As they were about to open the door, Mrs. Cao’s face lit up in recollection. “There was one other thing,” she said.
“Yes?” Ulla encouraged.
“Trinh used odd words about the man. She said he had ‘yellow fever’.”
Mrs. Cao blushed. “Yes, I am sorry. She meant that he liked Oriental women. Trinh told me his wife was also Asian. It is a small point, but it may be useful to you in your work. Please find out what happened to our Trinh.”
“I can promise you that we will work very hard on this case. And we will stay in touch with you.”
“There is one more thing. I’m sorry to have to ask you about this. We need a formal identification of the … of your daughter.
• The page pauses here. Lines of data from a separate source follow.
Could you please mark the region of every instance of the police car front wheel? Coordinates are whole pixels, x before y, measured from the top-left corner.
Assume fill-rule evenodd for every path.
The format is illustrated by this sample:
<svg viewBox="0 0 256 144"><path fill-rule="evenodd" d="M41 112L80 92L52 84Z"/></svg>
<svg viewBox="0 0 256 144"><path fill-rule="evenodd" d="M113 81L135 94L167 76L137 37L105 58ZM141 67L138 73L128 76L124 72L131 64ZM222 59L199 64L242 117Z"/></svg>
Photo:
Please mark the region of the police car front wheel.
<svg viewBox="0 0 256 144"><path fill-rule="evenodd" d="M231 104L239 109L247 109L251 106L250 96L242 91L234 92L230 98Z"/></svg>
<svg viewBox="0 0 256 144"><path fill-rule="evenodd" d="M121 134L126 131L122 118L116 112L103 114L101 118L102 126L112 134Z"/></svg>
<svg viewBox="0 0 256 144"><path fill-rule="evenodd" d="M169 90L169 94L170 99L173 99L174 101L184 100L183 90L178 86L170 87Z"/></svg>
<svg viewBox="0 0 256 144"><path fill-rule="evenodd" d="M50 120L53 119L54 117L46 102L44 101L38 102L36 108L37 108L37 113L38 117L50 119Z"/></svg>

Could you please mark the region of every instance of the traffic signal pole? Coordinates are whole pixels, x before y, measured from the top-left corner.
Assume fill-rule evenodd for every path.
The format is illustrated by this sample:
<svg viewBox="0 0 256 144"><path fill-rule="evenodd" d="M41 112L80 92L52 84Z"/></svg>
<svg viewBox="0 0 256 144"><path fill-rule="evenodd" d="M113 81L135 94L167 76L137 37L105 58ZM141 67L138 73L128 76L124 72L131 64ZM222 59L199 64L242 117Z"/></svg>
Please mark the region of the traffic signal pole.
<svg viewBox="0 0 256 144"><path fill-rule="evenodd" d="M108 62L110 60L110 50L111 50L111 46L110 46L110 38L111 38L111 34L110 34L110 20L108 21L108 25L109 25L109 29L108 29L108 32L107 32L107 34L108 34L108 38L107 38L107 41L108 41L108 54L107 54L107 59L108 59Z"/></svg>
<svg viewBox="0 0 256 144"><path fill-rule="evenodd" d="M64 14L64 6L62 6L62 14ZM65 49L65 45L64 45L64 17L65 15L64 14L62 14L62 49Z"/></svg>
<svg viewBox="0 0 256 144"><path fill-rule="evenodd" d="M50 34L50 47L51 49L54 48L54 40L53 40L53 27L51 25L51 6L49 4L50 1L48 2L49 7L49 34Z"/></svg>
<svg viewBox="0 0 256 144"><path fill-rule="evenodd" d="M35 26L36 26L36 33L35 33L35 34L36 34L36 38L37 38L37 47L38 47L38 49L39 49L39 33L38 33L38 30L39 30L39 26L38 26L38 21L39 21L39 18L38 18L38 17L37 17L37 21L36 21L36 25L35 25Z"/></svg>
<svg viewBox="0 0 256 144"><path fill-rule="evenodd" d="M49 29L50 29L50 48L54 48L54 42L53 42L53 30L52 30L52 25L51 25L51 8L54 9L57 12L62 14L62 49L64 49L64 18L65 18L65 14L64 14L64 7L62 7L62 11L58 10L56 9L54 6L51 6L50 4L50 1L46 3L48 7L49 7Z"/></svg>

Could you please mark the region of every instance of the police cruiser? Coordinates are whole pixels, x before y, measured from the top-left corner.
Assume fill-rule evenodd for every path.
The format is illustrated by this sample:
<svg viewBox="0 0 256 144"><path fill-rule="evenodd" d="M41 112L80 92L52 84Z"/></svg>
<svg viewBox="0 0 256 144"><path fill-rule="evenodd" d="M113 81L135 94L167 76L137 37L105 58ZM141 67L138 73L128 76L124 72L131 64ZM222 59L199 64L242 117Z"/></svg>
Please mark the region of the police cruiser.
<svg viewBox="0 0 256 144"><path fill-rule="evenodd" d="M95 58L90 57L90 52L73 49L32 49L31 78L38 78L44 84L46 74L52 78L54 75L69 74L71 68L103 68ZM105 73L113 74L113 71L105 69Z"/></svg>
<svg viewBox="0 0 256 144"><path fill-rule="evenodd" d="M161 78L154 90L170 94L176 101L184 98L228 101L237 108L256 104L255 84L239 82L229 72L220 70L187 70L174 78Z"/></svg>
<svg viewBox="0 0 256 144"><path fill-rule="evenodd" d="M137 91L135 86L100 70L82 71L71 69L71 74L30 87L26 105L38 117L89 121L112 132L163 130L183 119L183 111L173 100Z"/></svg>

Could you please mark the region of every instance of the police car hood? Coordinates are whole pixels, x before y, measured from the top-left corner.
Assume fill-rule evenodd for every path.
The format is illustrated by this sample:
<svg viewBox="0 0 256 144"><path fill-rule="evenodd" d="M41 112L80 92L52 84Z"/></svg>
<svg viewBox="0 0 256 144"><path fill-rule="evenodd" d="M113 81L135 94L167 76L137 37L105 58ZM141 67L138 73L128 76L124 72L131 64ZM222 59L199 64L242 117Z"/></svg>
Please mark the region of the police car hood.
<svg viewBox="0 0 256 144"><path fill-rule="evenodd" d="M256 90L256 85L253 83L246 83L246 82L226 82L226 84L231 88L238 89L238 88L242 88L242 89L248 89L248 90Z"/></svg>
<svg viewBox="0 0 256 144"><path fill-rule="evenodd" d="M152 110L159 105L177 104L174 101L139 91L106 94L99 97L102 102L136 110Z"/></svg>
Could one of you come to the morgue tomorrow? We can send a car.”
“We will both come,” the father said quickly. “A car would be appreciated. You are very kind.”
He looked at his wife, and she shook her head.
“Thank you for coming,” Mr. Cao said. “And thank you that you care about just a Vietnamese girl. We are very much in your debt.”
“She is not ‘just’ a Vietnamese girl, Mr. Cao,” Phoebe said evenly. “She is a human being who was killed. It is our duty to do our utmost to see justice done. That is personal for me.
“Again, I am deeply sorry for your loss.”
Phoebe and Ulla each gave Mr. Cao their cards and shook hands with both parents before walking out into the chill night and clambering into the car.
Ulla was driving. She was quiet, clearly reflecting on their final, sad interview with the Caos.